How long will orbital debris remain in Earth orbit?
• The higher the altitude, the longer the orbital debris will typically remain in Earth orbit. Debris left in orbits below 600 km normally fall back to Earth within several years. At an altitude of 800 km, the time for orbital decay is often measured in decades. Above 1,000 km, orbital debris will normally continue circling the Earth for a century or more.
• A significant amount of debris does not survive the severe heating that occurs during re-entry. Components which do survive are most likely to fall into the oceans or other bodies of water.
Inter-Agency Space Debris Coordination Committee (IADC)
The Inter-Agency Space Debris Coordination Committee (IADC) is an international governmental forum for the worldwide coordination of activities related to the issues of human-made and natural debris in space.
The primary purposes of the IADC are:
i) To exchange information on space debris research activities between member space agencies.
ii) To facilitate opportunities for cooperation in space debris research.
iii) To review the progress of ongoing cooperative activities.
iv) To identify debris mitigation options.
The IADC member agencies include:
• ASI (Agenzia Spaziale Italiana)
• CNES (Centre National d'Etudes Spatiales)
• CNSA (China National Space Administration)
• CSA (Canadian Space Agency)
• DLR (German Aerospace Center)
• ESA (European Space Agency)
• ISRO (Indian Space Research Organisation)
• JAXA (Japan Aerospace Exploration Agency)
• KARI (Korea Aerospace Research Institute)
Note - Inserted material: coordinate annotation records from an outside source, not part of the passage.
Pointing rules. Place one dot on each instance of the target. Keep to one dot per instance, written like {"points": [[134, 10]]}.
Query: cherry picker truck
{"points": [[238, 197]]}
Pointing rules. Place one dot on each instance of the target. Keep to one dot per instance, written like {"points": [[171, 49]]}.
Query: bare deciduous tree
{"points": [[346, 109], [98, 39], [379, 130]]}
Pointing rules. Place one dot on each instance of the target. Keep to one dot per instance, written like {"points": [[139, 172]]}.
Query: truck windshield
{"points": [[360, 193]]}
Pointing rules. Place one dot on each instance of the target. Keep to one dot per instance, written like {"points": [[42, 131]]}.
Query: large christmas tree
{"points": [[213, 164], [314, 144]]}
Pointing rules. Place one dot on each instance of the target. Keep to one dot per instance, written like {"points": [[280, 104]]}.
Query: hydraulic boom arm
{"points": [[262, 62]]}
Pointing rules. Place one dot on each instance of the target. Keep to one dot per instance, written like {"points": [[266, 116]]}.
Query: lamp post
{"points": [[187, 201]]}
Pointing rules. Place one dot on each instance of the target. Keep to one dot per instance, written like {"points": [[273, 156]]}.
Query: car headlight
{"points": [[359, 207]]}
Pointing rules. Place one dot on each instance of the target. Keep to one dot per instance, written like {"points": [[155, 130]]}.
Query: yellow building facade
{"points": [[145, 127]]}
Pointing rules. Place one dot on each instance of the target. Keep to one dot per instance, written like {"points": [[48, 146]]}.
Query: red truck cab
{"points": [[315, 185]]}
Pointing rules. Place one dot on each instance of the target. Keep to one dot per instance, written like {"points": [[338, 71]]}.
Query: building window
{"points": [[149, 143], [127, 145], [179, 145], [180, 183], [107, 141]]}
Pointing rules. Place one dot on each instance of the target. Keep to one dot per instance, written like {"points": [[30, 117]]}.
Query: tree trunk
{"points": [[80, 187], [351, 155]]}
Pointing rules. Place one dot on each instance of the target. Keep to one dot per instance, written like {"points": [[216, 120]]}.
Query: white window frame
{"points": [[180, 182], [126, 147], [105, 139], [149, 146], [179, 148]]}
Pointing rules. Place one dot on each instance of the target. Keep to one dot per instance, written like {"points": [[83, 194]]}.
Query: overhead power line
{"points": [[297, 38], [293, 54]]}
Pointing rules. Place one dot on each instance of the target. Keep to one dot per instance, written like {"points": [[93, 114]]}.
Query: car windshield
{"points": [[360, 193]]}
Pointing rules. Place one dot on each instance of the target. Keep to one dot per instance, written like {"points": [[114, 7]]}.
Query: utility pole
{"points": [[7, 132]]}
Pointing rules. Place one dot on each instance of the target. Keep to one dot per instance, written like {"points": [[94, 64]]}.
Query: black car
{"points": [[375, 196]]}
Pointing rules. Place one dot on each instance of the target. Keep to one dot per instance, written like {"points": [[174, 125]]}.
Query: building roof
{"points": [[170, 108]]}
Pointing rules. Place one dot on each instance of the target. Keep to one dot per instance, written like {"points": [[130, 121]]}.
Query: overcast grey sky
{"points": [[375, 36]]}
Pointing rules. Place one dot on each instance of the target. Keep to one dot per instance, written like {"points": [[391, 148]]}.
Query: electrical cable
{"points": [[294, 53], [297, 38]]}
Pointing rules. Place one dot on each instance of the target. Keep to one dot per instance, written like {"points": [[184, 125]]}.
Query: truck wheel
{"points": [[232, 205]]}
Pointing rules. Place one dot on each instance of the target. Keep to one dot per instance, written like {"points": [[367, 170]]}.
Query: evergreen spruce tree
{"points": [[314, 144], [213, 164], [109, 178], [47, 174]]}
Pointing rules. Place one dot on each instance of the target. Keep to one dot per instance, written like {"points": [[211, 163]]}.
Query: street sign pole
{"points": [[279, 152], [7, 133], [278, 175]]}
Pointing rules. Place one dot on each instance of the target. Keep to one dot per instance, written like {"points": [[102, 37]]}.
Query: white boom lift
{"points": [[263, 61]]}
• NASA (National Aeronautics and Space Administration)
• ROSCOSMOS (State Space Corporation)
• SSAU (State Space Agency of Ukraine)
• UK Space Agency.
A Steering Group and four specified Working Groups covering measurements (WG1), environment and database (WG2), protection (WG3) and mitigation (WG4) make up the IADC.
It provides information to the public about the IADC, its member agencies, and past and current debris-related activities.